Measuring profitability in a UK private hospital group
A UK private hospital group assessed that the healthcare market would be undergoing rapid and radical change. Over the next four years, it predicted the following trends:
- Downward pressure on prices and lower margins
- Increased capacity as the private sector undertakes NHS work, and as new entrants from abroad appear – often cherry-picking profitable business
- Changes in clinical practice and technology that lead to shorter lengths of stay in acute settings, and more day-case, ambulatory and mobile treatments
- Shrinkage in the private healthcare market as the NHS waiting times reduce
- A shift in ‘buying power’
The group had positioned itself strategically to develop its business with both the NHS and private patients. This meant not only a change to the mix of products, services and customers, but also changes to corporate culture and the complex web of relationships which had evolved in the healthcare market over many years – between the NHS and the private sector, between hospitals and consultants, and between patients and their healthcare providers. Every single change was expected to have cost and profitability implications. However, the organisation had no credible, consistent information on net profitability at any more detailed level than hospital profitability. Basically, it was flying blind.
The solution
The group decided to develop an Activity Based Costing (ABC) model of net product, service and customer profitability. The project was seen as vital to meeting the group’s strategic objectives through having a material impact on the group’s ability to:
- develop appropriate pricing strategies for the different markets in which it operates
- evaluate financial risk when bidding for contracts
- negotiate profitable contracts with current and potential customers, including insurers, corporate clients, self-pay consumers, and the NHS in all its forms
- inform ad hoc pricing decisions
- plan and manage capacity by identifying bottlenecks and separately to evaluate the costs of usable spare capacity
- counter cherry-picking by new entrants
- compete successfully with other providers
- understand its operational costs, and thereby to control them better and to reduce them
- benchmark costs and profitability internally and to identify opportunities for operational improvement, within the bounds of best clinical practice
- optimise the operating margin, by modeling the cost implications and the profitability of different case mixes and volumes of business
"Margin management is our key weakness in a sound over-arching strategy".
The Activity Based Costing initiative was designed to deliver the costs and profitability of:
- episodes of care, patient pathways (by OPCS codes and for HRGs)
- service elements (‘components’ of care, such as imaging, physiotherapy, theatre time, accommodation, and drugs)
- individual customers and different customer groupings (insurers, self-pay and different categories of NHS work)
- different payment agreements within customer groupings
- consultants
- care settings – in-patient, out-patient, day-care
Typical results from the Activity Based Costing model
For each HRG the ‘contribution’ or net profit was defined as revenue less direct costs and its accurately-assigned proportion of overhead costs. A curve of cumulative contribution was plotted with the highest contributing HRG on the left through to the lowest (in fact negative) contribution on the right (see Figure 1 right).
Because the cost model contains the complete hierarchy of costs that were assigned to the HRG it is a simple matter to travel back through the model to find the procedures, activities and other costs that have contributed to the final cost.
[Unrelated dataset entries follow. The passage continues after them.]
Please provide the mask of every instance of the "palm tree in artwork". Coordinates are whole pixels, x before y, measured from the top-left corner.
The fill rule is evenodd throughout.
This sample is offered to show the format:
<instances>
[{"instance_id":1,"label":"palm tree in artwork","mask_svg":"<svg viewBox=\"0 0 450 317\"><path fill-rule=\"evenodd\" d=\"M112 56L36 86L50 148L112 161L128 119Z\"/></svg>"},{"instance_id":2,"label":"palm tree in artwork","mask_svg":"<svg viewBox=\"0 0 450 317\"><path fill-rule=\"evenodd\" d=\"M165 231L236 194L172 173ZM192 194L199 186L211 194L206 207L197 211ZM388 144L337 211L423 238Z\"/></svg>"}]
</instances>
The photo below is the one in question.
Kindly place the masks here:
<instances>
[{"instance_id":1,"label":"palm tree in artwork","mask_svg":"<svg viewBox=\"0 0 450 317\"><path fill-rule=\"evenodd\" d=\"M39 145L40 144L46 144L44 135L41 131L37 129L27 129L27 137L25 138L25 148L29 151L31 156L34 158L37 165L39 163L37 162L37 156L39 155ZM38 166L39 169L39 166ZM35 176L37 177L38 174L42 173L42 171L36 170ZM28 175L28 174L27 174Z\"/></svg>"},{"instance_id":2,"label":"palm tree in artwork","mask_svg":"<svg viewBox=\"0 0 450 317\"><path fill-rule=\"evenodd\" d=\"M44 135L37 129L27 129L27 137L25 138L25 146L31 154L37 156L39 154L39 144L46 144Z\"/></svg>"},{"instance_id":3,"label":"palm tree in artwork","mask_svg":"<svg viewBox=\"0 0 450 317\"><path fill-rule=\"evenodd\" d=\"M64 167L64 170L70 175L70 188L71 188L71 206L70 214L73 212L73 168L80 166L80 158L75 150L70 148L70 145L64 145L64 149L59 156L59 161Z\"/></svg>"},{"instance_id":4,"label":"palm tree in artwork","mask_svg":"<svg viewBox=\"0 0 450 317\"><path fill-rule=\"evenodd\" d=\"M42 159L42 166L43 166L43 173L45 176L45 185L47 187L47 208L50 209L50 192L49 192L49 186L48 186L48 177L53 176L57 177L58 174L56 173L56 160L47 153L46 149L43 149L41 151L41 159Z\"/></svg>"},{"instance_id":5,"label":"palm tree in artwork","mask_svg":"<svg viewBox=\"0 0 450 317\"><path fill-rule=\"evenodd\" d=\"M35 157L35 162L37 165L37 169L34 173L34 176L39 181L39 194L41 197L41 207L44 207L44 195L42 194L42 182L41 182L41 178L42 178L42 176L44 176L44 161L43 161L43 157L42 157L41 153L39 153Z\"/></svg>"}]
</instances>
The results are often counter intuitive. Old favourites thought to be very profitable were found to have zero net margins or worse, so the strategy of increasing the volume of these HRGs needed to be revisited.
Likewise, other HRGS turned out to be real profit generators – largely ignored in the past, but offering real opportunities in the future.
Calculating the costs of servicing each customer or groups of customers, and comparing this total cost with revenue gave the net profitability for individual customers.
Sorting customers on the basis of the return on sales, highest on the left, and then plotting the curve of cumulative customer profitability against cumulative sales showed where the best returns were being made (see Figure 2 right).
It showed, for example, that for one customer (insurer ‘B’) who provided the largest increment of sales revenue, the return on sales was very small.
In a highly competitive market such large volumes of zero margin business can pose a risk. The company was keen to replace some of this with customers providing a higher return.
“The added bonus was the use of the cost data to drive process improvements which gave us another source of profit improvement.”
Armed with the outputs of the analysis of costs and profitability the hospital group was able to focus management attention on many areas and actions that would lead to overall increases in profitability from better pricing, discounting, treatment mix, specialization, and improvements to processes in both the clinical and support functions.
By bringing the outputs from the cost model through the intranet direct to managers’ desks and by providing the tools to analyse the data and tunnel back through the cost allocations, managers felt they were now in control of profitability.